An HSRG board member, Jim Steer, said that the UK needs to address the need for improved transport links between the Kingdom’s four nations, which, he said, have been systematically neglected.” He linked cross-border train travel to economic prosperity and said that travel markets for rail were growing up to 2019 – this warrants a need to address the constraints in the transport network capacity so UK can gain economic stimulus from this source.
HSRG asks for requisite attentiveness to cross-border rail links to protect the whole of the UK economy in the future. The project proposal claimed that it had the backing of the Scottish parliament and the Northern Ireland assembly. It also said that the funding for the project would not interfere with other transport funding.

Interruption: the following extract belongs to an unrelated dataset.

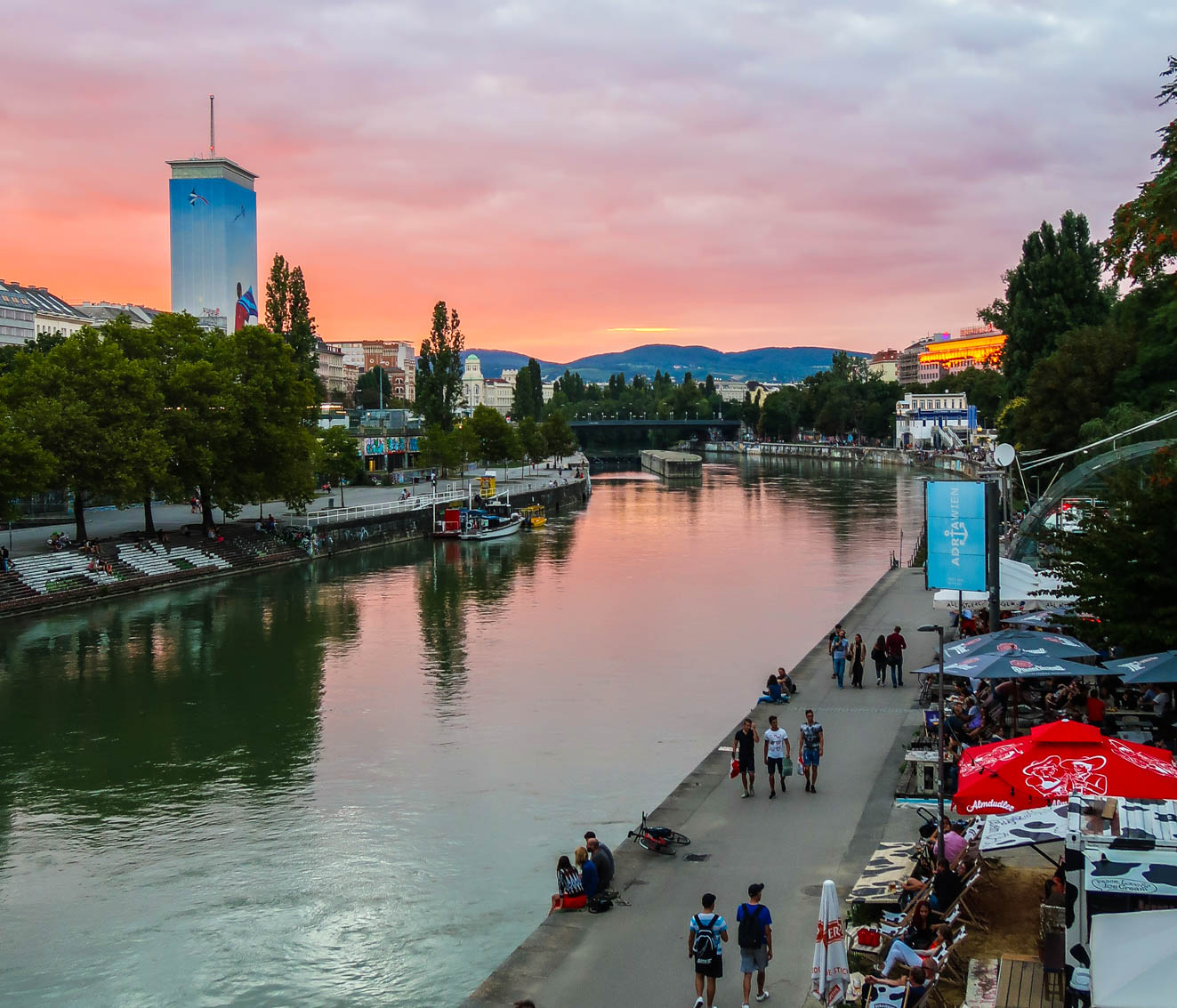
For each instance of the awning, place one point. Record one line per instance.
(1020, 586)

The idea of connecting Larne in Northern Ireland to Stranraer in Scotland by a bridge was suggested by the Prime Minister three years ago, but engineers had strongly disapproved of it. Experts had deemed the construction of a bridge over a deep and stormy stretch of water impractical and said that it would require support towers of height seen nowhere in the world.
According to a government spokesperson, Sir Peter Hendy has been asked to make recommendations on improving transport connectivity between Northern Ireland, Scotland, Wales, and England. Those recommendations will then be published.